Selanjutnya aku berbicang-bincang dengan Rasulullah SAW. Beliau bertanya kepadaku, “Maukah kamu menjual untamu ini padaku, wahai Jabir ?”. Aku menjawab, “Wahai Rasulullah, aku hadiahkan saja untukmu”. Nabi SAW bersabda, “Tidak. Juallah padaku”. Aku berkata, “Kalau begitu tawarlah wahai Rasulullah”. Nabi SAW menawar, “Bagaimana kalau aku beli satu dirham”. Aku jawab, “Tidak. Itu merugikan aku wahai Rasulullah”. Nabi SAW menawar lagi, “Dua dirham ?”. Aku jawab, “Tidak”. Kemudian Rasulullah SAW terus menaikkan tawarannya sampai mencapai harga satu ‘Uqiyah. Lalu aku bertanya, “Apakah engkau telah rela wahai Rasululah ?”. Nabi SAW menjawab, “Ya, sudah”. Aku berkata, “Unta ini milikmu”. Nabi SAW bertanya, “Wahai Jabir, apakah kamu sudah menikah ?”. Aku jawab, “Sudah wahai Rasulullah”. Nabi SAW bertanya, “Janda atau gadis ?”. Aku jawab, “Janda”. Nabi SAW bersabda, “Mengapa tidak memilih gadis sehingga kamu bisa bersenang-senang dengannya dan dia bisa bersenang-senang denganmu ?”. Aku jawab, “Wahai Rasulullah, sesungguhnya ayahku telah gugur di Uhud. Dia meninggalkan tujuh anak wanita, maka aku menikah dengan wanita yang pandai ngemong, terampil merawat dan mengasuh mereka”. Nabi SAW bersabda, “Engkau benar Insya Allah. Kalau kita sudah sampai di Shirara (nama sebuah tempat dekat Madinah), kita suruh penyembelih untuk memotong sembelihan. Kita semua tinggal di situ sehari, agar dia (istri Jabir) mendengar kedatangan kita lalu mempersiapkan bantalnya (Maksudnya apabila dia mengetahui kedatangan Jabir maka dia akan mempersiapkan rumah untuk menyambut kedatangannya). Aku berkata, “Demi Allah, wahai Rasulullah, kami tidak punya bantal”. Nabi SAW menjawab, “Dia pasti punya. Karena itu apabila kamu datang, lakukanlah suatu perbuatan yang menyenangkan”.
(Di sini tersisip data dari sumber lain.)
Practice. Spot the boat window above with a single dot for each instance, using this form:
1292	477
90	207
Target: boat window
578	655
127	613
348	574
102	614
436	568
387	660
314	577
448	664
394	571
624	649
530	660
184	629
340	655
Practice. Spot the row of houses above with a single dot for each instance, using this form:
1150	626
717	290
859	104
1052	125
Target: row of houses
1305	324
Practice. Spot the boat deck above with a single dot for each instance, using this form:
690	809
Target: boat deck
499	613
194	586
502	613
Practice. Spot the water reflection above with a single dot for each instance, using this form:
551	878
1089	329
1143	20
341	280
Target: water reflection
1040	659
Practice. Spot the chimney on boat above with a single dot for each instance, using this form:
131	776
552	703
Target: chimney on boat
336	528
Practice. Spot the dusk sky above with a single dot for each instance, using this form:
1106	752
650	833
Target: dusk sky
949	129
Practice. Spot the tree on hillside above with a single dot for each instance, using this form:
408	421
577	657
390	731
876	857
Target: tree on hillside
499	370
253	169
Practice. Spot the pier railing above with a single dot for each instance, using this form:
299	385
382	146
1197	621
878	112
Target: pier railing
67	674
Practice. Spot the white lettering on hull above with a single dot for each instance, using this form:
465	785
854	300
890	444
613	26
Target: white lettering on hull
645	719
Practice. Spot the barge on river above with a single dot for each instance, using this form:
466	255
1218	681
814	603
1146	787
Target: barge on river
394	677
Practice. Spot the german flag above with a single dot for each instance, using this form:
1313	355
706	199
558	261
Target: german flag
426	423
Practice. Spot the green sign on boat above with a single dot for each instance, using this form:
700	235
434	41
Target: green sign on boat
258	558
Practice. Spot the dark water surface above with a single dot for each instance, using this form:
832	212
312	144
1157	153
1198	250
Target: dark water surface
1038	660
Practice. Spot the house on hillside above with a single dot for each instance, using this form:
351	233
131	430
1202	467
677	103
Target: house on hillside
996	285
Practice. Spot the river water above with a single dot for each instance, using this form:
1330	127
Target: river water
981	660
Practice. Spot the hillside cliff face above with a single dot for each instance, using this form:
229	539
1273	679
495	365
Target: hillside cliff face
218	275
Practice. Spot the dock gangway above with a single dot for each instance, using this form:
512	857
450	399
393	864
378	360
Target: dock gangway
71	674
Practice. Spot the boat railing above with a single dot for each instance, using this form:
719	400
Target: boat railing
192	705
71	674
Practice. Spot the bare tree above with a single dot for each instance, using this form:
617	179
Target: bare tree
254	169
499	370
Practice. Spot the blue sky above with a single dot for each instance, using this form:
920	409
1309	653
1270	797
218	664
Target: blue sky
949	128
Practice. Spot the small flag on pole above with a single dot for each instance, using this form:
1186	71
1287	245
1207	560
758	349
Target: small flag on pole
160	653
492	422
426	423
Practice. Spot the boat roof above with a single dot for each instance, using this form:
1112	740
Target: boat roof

Jabir berkata, “Ketika kami sampai di Shirara, Rasulullah SAW memerintahkan tukang sembelih untuk melakukan tugasnya, lalu hari itu kami tinggal di situ. Keesokan harinya Rasulullah SAW bersama kami masuk Madinah”.
Jabir berkata : Pada pagi hari aku menuntun unta, aku bawa sampai ke depan pintu rumah Rasulullah SAW, kemudian aku duduk di masjid berdekatan dengan rumah Rasulullah SAW. Setelah Rasulullah SAW keluar dan melihat unta itu, beliau bertanya, “Apa ini ?”. Mereka (para shahabat) menjawab, “Wahai Rasulullah, ini adalah unta yang dibawa Jabir”. Nabi SAW bertanya, “Dimana Jabir ?”. Kemudian aku dipanggil menghadap beliau, lalu beliau bersabda, “Wahai anak saudaraku, bawalah untamu, dia milikmu”. Lalu Nabi SAW memanggil Bilal dan berkata kepadanya, “Pergilah bersama Jabir dan berikan kepadanya satu ‘Uqiyah”. Kemudian aku pergi besamanya lalu dia memberiku satu ‘Uqiyah dan menambahkan sesuatu kepadaku. Demi Allah, uang itu terus bertambah dan bisa dilihat hasilnya di rumah kami”.
Adapun sebabnya perang tersebut dinamakan dengan Dzaatur Riqaa’ Bukhari Muslim meriwayatkan dari Abu Musa Al-Asy’ariy RA, ia berkata, “Kami keluar bersama Rasulullah SAW dalam suatu peperangan. Pada waktu itu kami enam orang bergantian mengendarai satu unta. Kemudian telapak kaki kami pecah-pecah, dan telapak kaki saya sendiri pun pecah-pecah, dan kukunya pun terlepas, lalu waktu itu kami membalut kaki-kaki kami dengan sobekan kain. Maka aku menamakan peperangan itu dengan perang “Dzaatur Riqaa’ (Sobekan kain).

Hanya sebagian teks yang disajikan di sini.